But then again, I remember the days back long ago where little things like that didn't matter. For us here about mid Florida, southwards, those days are far and few between anymore. So every little bit adds up and helps in the end.


----------



## Rediculous (May 5, 2012)

> Red I know the feeling. They will spook before you can get one false cast completed even when your shadow isn't a factor. I find the slick calm days to be the most difficult days sometimes, they seem to know you are there 100 yards away.

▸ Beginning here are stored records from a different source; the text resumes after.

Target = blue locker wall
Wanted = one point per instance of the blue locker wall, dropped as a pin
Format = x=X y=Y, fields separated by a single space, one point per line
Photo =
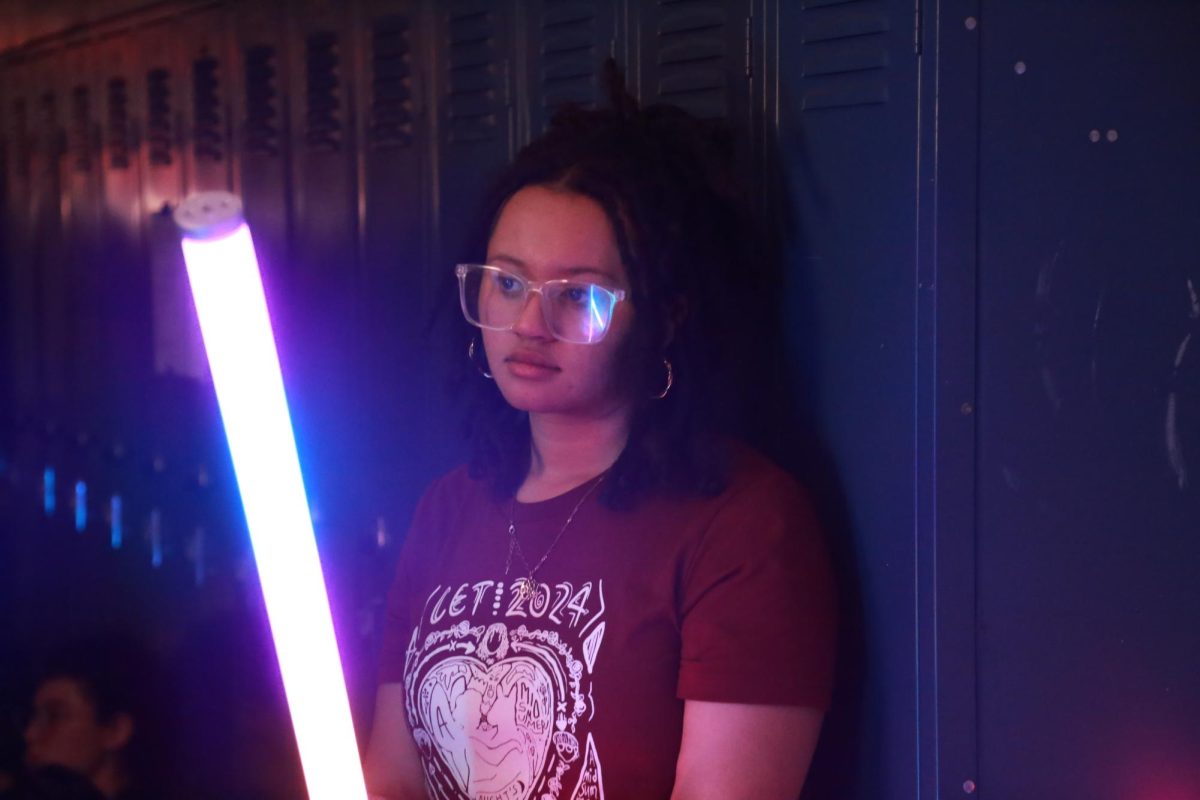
x=983 y=359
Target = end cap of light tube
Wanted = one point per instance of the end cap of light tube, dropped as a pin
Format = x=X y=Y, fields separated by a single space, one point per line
x=209 y=215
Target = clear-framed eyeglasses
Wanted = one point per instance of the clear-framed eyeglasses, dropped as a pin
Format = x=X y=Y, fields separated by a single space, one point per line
x=575 y=311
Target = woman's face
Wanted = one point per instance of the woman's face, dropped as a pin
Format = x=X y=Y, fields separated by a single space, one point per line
x=545 y=234
x=64 y=729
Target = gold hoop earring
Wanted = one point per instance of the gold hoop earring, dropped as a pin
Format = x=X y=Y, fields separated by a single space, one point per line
x=471 y=356
x=670 y=380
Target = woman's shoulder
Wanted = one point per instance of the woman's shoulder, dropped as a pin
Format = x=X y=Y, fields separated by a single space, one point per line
x=755 y=475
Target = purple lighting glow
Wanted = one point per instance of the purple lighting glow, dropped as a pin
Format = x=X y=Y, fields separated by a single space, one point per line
x=237 y=330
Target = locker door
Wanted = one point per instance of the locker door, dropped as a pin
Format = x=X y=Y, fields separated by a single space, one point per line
x=1090 y=413
x=21 y=325
x=846 y=131
x=565 y=41
x=474 y=85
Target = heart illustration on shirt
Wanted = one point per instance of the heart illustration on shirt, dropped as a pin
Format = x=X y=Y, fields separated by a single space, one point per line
x=490 y=725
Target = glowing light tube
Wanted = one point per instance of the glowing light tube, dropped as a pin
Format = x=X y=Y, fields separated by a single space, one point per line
x=228 y=293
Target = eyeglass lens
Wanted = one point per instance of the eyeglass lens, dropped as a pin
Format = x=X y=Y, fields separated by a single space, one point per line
x=574 y=311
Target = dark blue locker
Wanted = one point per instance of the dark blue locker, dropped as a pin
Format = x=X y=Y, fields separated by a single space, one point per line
x=1089 y=601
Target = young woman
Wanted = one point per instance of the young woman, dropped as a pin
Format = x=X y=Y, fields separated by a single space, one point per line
x=610 y=600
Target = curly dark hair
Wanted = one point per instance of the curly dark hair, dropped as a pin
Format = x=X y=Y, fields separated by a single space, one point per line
x=669 y=185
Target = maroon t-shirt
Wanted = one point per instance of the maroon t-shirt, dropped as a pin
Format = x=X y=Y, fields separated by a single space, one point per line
x=579 y=690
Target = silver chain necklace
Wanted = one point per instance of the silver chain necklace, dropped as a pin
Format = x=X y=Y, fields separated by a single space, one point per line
x=528 y=585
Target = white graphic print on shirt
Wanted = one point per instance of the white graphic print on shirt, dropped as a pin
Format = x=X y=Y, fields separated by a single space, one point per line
x=498 y=689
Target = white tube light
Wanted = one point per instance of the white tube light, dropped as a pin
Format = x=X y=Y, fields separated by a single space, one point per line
x=237 y=330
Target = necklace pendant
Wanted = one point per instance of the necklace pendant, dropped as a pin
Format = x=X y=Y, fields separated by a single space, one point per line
x=526 y=588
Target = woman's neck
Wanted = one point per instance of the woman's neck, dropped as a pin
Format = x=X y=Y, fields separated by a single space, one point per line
x=568 y=451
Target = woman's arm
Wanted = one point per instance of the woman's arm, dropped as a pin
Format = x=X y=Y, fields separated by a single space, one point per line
x=393 y=768
x=732 y=751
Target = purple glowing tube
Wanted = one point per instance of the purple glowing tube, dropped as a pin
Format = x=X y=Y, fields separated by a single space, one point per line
x=237 y=330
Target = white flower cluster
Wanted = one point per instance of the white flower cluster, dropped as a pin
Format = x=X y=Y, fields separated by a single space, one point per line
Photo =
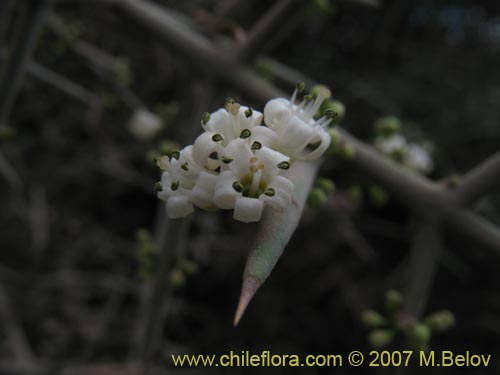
x=409 y=154
x=239 y=163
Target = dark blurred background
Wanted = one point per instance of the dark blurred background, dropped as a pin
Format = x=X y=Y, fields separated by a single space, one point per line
x=81 y=227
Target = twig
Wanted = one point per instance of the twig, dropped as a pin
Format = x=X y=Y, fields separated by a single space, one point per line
x=11 y=80
x=414 y=191
x=10 y=174
x=265 y=26
x=13 y=332
x=424 y=259
x=481 y=180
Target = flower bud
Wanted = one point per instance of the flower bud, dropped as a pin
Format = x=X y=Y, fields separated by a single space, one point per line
x=418 y=336
x=387 y=126
x=380 y=338
x=328 y=186
x=347 y=151
x=335 y=106
x=378 y=195
x=393 y=300
x=317 y=197
x=372 y=319
x=176 y=278
x=440 y=321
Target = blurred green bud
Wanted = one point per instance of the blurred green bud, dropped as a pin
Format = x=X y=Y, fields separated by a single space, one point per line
x=325 y=7
x=378 y=195
x=393 y=300
x=380 y=338
x=335 y=106
x=325 y=184
x=335 y=141
x=123 y=71
x=316 y=89
x=143 y=235
x=7 y=133
x=167 y=147
x=317 y=197
x=347 y=151
x=176 y=278
x=265 y=69
x=188 y=266
x=440 y=321
x=452 y=181
x=355 y=193
x=387 y=126
x=418 y=336
x=372 y=319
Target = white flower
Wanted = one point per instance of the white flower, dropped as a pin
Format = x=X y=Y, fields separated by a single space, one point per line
x=226 y=125
x=144 y=124
x=183 y=184
x=391 y=144
x=297 y=129
x=411 y=155
x=252 y=179
x=419 y=159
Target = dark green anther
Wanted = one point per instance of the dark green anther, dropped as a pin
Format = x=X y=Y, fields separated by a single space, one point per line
x=217 y=138
x=330 y=113
x=237 y=186
x=205 y=118
x=270 y=192
x=256 y=146
x=245 y=133
x=284 y=165
x=301 y=86
x=249 y=112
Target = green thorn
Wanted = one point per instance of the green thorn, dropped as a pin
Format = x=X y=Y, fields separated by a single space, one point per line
x=284 y=165
x=237 y=186
x=217 y=137
x=256 y=146
x=249 y=112
x=245 y=133
x=205 y=118
x=175 y=154
x=270 y=192
x=158 y=186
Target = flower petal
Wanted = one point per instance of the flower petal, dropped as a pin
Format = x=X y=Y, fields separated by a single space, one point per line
x=202 y=194
x=240 y=152
x=224 y=195
x=325 y=139
x=277 y=113
x=248 y=210
x=178 y=206
x=265 y=136
x=283 y=188
x=270 y=158
x=203 y=148
x=296 y=134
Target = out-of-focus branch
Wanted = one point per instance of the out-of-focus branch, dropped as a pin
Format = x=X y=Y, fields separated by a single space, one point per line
x=20 y=52
x=266 y=26
x=481 y=180
x=411 y=189
x=13 y=334
x=424 y=259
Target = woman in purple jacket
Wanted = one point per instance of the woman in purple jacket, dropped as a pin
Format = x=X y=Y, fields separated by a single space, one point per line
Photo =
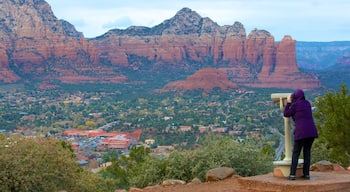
x=304 y=133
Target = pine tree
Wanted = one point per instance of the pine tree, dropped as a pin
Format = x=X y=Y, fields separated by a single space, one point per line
x=333 y=122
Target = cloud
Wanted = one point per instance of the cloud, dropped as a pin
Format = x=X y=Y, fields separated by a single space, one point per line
x=120 y=23
x=306 y=20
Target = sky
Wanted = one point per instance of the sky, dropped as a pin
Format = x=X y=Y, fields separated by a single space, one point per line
x=304 y=20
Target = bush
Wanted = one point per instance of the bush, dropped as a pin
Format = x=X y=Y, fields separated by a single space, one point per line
x=245 y=158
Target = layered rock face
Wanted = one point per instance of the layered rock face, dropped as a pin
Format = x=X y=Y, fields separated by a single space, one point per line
x=206 y=79
x=34 y=44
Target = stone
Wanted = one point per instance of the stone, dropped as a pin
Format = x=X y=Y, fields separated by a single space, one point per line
x=41 y=47
x=322 y=166
x=173 y=182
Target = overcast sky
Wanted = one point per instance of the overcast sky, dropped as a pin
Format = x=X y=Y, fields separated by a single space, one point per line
x=304 y=20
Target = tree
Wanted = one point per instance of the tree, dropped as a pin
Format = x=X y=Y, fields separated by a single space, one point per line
x=333 y=122
x=28 y=164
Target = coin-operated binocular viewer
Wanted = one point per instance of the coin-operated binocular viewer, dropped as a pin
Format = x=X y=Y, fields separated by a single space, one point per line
x=283 y=166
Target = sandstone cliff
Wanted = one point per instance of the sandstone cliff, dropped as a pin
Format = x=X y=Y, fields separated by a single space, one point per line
x=35 y=45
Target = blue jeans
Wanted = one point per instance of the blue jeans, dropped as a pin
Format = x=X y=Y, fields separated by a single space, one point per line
x=306 y=145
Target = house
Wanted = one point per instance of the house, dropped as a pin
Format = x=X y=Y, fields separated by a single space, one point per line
x=184 y=128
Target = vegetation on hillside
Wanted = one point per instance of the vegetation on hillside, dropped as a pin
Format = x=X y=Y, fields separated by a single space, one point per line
x=333 y=122
x=28 y=164
x=140 y=169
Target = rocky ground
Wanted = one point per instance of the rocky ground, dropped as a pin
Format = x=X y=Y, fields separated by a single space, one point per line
x=320 y=182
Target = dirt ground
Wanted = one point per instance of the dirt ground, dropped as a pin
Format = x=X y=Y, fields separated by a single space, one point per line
x=319 y=182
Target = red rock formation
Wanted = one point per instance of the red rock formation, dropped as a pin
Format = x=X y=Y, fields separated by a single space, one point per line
x=40 y=47
x=206 y=79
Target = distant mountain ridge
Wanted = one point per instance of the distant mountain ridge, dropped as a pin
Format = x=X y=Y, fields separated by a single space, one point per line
x=36 y=46
x=321 y=55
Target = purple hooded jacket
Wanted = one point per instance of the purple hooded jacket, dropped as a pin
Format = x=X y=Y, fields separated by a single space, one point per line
x=301 y=112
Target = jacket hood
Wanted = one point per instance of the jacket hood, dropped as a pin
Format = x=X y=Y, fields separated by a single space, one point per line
x=298 y=95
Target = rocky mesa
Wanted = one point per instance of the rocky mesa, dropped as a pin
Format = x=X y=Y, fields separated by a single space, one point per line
x=36 y=46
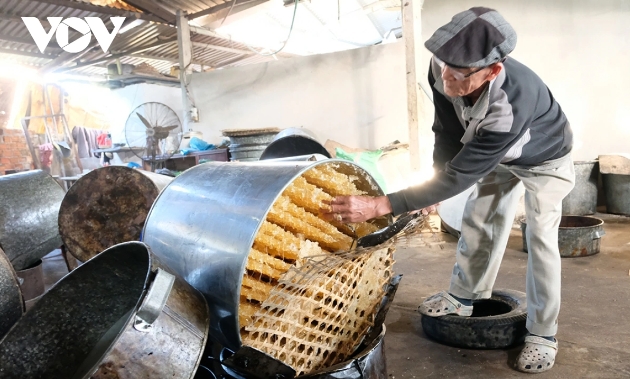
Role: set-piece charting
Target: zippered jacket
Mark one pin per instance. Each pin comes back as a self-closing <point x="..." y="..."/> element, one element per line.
<point x="516" y="121"/>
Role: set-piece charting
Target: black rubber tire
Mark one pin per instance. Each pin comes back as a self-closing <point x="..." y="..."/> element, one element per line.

Slick calm and really clean water, make for the toughest days. Unless they're tailing, cause they're so focused. But, it seems they hardly do that anymore. I have my best days when there is a decent ripple on clean water with plenty of good sun.


----------



## el9surf (Dec 23, 2008)

Seems counterintuitive to show up at the boat ramp hoping for some wind and a tinge of murkiness in the water. It's funny, I find them tailing at the weirdest times, but yeah its not nearly as frequent as when I first started out in the late 90s. Back then it was rare to go out and not see at least a few tailers on every trip. I also saw a few hundred less boats back then.


----------



## Blatattack (Aug 23, 2012)

I have been throwing the Bermuda Triangle for 3 seasons now and it throws great. I am going to try out the Orvis clear/Intermediate tip this season. about 10ft of the head is clear and sinking. Im fairly new to Tarpon on fly but I wanted to try a clear head to hear what the fuss is about. Not sure what everyone else is doing for leader but I use a 12ft & have gotten a few eats without the clear head.


----------